Activating European Citizens: Process-related, informal and emotional aspects of trust in representative democracy
Abstract
Representative democracy in Europe is currently said to be under pressure: low turnout in elections, a more diverse set of protest activities, and decreasing levels of political trust in the representative institutions of the state are paradigmatic indicators. However, previous research mixes up different attitudinal and behavioural components when analysing representative democracy under pressure, so the empirical findings on this broad phenomenon are still inconclusive. The conceptual as well as empirical linkage between political attitudes and engagement is still underdeveloped. Citizens may display low levels of trust in their representative institutions, distrust their politicians or feel not well represented by them. But is this related to the way they engage with politics, for example voting in elections, joining demonstrations, or participating in #activism? To deal with these questions, we conceptualise citizens' disaffection with representative democracy from both an attitudinal and a behavioural perspective.
Using an innovative exploratory, sequential research design, we combine data collected through 16 focus groups conducted in June 2023 in Czechia, France, Germany, and Greece with a novel survey and web-scraping, from early 2024 in ten EU member states within the Horizon Europe-funded ActEU project. We study the determinants of both the attitudinal and behavioural perspective of citizens' disaffection with representative democracy.

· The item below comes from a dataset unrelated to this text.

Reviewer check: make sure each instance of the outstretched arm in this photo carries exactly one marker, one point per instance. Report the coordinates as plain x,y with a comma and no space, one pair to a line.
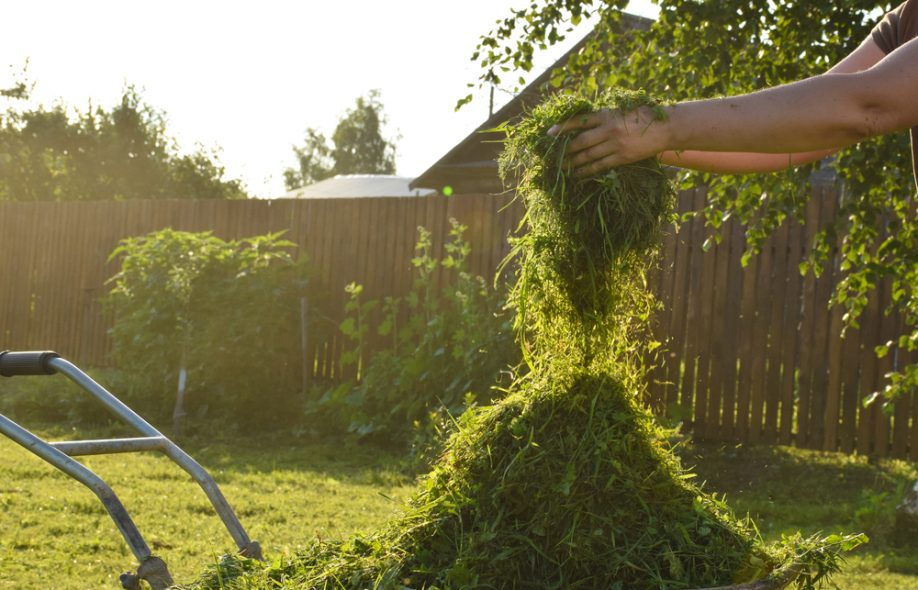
818,115
865,56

This design gives us an in-depth understanding of process-related, informal, emotional aspects and the demand side of how citizens perceive themselves with regard to attitudinal trust, participatory trust and representational trust and an explanation of the decline of citizens’ approval and support of representative institutions.
Speaker
- Ann-Kathrin Reinl - European University Institute
Bio
Ann-Kathrin Reinl received her PhD from the University of Cologne (with distinction) in 2021 with a dissertation on transnational solidarity in times of crises. During her doctorate, she completed research stays at Nuffield College and the Department of Politics and International Relations at the University of Oxford as well as at the EUI. Following her PhD, she was a postdoctoral researcher at the Ludwig-Maximilians-Universität München, where she was responsible for the 2019 Euromanifesto project. Before taking up her Max Weber Fellowship at the European University Insitute in September 2023, she was an FWO Research Fellow at Ghent University.